When Lorelle Saxena, a Santa Rosa acupuncturist, meets with a client, one of the first things she asks about is breakfast.
“Food is everything,” she says frequently, urging those who don’t eat breakfast or who grab coffee and a Pop Tart on the fly to consider starting each day with something warm.
Her colleague, Deacon Carpenter, a clinical Ayurveda specialist who is one of the founders of Well Sonoma in Santa Rosa (wellsonoma.com), where Saxena’s practice is based, concurs. Both use analogies to illustrate their points.
Carpenter explains that on cold mornings, we don’t simply start up our cars and hit the gas. We let them warm up a bit. Saxena uses a military analogy, comparing the typical American breakfast of high-fiber cereal to a drill instructor.
“Put that digestive system through its paces, make it work, give it lots of roughage and raw stuff,” is how she puts the typical attitude towards our morning meal.
Schooled in Chinese nutritional theory, she takes the opposite approach, based on the idea that our bodily systems already know what they are doing.
“We should be gentle with our digestive system,” she explains, “so it will be able to effectively distribute nutrition throughout the body and move waste efficiently.”
Both recommend starting the day with easily digestible foods. For Saxena, the ideal breakfast is congee, a savory rice porridge traditional throughout Asia, where it also is thought to prevent hangovers and is thus eaten late at night on the way home from a night on the town.
Carpenter recommends kitcherie, a savory porridge of rice, lentils, and spices, a dish that is ubiquitous in India and also popular in Great Britain.

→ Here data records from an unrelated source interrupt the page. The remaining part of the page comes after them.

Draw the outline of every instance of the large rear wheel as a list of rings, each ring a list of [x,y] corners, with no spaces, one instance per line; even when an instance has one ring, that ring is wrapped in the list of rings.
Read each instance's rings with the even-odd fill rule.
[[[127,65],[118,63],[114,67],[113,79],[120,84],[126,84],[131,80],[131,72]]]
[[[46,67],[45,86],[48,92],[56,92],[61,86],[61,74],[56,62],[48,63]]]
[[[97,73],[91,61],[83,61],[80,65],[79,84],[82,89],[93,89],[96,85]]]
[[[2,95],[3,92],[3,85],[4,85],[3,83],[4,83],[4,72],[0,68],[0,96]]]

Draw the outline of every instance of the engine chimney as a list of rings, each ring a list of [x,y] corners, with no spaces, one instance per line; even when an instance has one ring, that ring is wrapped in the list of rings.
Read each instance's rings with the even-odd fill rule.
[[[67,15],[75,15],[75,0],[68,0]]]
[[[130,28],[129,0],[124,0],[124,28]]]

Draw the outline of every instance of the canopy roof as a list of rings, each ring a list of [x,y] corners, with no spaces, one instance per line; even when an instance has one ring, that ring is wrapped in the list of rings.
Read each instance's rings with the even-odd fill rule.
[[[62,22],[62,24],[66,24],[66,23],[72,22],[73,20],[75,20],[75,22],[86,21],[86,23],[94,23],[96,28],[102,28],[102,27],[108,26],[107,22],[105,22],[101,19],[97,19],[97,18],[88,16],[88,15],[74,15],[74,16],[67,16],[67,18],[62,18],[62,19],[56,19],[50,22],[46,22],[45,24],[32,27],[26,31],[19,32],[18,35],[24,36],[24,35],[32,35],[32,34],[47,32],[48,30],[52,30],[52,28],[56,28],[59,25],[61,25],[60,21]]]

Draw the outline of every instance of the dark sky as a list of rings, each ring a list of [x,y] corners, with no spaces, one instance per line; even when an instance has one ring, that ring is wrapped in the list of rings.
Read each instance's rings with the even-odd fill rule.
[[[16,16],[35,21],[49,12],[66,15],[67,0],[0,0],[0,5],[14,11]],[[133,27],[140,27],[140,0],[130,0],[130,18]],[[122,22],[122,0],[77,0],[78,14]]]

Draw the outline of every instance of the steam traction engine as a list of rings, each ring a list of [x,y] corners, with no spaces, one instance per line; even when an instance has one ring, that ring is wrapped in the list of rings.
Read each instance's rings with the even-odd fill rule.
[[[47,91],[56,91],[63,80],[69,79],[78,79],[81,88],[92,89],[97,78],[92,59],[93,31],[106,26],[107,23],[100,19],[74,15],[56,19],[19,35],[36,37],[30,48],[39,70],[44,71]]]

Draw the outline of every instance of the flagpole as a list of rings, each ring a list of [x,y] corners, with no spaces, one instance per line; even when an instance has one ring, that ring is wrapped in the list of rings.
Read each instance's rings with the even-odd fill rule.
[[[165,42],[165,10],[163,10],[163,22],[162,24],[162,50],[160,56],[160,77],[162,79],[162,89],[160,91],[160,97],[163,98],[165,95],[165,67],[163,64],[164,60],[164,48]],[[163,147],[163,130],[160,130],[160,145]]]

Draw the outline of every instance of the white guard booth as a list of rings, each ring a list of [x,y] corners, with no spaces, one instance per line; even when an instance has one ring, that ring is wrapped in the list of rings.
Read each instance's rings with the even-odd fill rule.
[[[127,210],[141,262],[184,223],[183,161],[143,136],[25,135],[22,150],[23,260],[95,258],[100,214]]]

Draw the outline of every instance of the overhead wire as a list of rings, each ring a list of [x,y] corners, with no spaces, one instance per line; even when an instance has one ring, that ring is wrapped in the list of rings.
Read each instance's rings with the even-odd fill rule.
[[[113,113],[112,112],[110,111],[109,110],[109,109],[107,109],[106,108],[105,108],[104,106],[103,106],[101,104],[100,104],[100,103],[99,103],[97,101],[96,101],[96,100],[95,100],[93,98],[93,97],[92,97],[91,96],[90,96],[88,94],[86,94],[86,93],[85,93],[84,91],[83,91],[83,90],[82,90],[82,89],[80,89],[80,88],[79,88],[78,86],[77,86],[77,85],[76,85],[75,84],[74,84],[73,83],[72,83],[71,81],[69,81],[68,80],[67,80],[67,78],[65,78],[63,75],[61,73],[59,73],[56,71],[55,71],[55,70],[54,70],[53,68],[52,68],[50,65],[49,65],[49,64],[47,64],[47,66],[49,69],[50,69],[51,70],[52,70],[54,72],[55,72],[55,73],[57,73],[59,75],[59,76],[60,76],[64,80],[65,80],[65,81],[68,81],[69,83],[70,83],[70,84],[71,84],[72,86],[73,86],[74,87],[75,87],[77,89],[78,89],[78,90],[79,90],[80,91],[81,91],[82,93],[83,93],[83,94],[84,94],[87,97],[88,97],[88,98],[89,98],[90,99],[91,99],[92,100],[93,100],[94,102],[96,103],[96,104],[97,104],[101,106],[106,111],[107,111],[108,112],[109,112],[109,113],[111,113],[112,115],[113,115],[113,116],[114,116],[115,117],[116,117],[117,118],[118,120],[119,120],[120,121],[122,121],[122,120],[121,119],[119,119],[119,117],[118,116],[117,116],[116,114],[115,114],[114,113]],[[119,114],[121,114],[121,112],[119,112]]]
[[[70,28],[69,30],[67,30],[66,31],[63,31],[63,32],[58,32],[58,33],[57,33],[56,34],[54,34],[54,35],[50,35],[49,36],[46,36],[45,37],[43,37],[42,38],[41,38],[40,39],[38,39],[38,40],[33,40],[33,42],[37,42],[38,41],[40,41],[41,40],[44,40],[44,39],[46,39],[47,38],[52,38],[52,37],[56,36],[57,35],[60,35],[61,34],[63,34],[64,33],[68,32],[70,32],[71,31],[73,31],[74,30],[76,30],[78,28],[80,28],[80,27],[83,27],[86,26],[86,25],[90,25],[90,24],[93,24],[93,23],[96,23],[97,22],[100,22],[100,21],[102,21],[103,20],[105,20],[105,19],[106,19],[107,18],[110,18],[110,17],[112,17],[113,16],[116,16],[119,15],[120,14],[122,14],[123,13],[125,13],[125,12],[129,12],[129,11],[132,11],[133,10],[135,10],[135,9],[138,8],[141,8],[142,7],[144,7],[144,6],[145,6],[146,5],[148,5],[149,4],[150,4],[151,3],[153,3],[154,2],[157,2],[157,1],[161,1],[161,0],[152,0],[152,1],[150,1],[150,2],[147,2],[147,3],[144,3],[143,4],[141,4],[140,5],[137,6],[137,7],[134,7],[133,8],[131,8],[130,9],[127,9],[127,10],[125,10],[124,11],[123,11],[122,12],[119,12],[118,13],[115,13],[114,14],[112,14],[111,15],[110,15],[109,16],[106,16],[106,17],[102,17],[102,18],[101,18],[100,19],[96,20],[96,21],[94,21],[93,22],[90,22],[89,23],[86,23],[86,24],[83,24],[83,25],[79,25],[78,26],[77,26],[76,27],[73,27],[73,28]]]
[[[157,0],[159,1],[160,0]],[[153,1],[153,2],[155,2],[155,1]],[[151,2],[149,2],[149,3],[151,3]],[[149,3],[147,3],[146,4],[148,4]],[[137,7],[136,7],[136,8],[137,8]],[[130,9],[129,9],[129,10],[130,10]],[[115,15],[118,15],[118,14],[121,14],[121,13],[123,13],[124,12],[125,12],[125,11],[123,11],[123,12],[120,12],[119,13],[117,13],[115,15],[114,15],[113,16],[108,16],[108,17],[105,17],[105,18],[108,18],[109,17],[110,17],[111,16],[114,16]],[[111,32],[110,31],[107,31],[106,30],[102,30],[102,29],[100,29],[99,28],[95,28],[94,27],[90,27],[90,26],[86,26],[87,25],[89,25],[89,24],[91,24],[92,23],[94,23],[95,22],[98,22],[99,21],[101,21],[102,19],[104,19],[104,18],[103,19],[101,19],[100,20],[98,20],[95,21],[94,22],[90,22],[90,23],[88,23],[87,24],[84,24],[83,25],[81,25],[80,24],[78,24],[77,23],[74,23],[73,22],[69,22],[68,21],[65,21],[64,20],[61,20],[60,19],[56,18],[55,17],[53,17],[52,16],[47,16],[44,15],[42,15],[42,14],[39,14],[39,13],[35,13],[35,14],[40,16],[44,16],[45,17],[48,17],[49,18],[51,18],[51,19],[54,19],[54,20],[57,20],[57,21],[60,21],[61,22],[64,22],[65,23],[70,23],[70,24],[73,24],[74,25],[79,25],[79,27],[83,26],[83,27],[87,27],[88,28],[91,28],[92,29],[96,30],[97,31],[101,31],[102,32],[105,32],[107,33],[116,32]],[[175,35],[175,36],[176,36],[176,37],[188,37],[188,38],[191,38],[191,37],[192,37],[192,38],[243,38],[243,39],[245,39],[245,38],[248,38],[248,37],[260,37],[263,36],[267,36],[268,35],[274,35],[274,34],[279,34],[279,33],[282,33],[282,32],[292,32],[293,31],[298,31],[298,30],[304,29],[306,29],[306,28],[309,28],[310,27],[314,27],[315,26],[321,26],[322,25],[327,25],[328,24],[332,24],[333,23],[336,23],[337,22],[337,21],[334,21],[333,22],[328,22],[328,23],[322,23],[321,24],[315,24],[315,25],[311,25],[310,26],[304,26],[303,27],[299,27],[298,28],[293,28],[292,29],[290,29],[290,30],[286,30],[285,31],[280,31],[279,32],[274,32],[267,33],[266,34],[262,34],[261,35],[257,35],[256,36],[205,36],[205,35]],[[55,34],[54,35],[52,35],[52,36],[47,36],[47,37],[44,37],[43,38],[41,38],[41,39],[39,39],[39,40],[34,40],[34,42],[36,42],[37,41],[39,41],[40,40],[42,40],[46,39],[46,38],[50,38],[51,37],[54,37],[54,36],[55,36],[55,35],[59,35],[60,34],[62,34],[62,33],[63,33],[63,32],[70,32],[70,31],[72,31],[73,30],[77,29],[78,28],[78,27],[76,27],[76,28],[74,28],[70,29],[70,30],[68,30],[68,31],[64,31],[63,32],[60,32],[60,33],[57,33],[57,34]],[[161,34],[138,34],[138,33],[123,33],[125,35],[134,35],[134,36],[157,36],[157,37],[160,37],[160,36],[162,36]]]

Both offer complete balanced nutrition and both are delicious, perhaps surprisingly so. And both can be a remarkably effective hedge against winter weather and the viruses that accompany it. Congee and kitcherie help us rally when we are sick and also help us maintain optimum health year round. And they needn’t be eaten exclusively at breakfast, especially during a period of convalescence. Enjoy them any time of day, whenever you feel hungry.
Carpenter explains that when we eat cold foods, our bodies must warm them up before the nutrients can be metabolized. The more energy our bodies spend on this process, the more spacey and distracted we can become. This is one of the reasons so many children have a problem focusing in school and also explains why many of us find it difficult to get started at work, especially on cold mornings.
“Winter is soup and stew season,” he says, adding that a cold sugar-laden American breakfast is never a good idea but is especially counterproductive during cold and flu season.
Both Saxena and Carpenter recommend using white rice. Saxena prefers jasmine rice; Carpenter suggests basmati. These recommendations inevitably lead to questions about simple carbohydrates, diabetes, and the superiority of brown rice. Saxena encourages clients to consider context and understand that white rice is simply brown rice with the outer hull removed.
“Context is key,” she explains, “and what we’re eating with our rice is much more important than the type of rice. While people are often legitimately concerned that white rice will cause their blood sugar to rise to unhealthy levels, eating it with soluble, fiber-rich vegetables and healthy fat and protein helps keep blood sugar stable. Being gentle with our digestive system is important, too, particularly first thing in the morning, and sometimes the insoluble fiber in brown rice is more of a challenge to our system than is helpful.”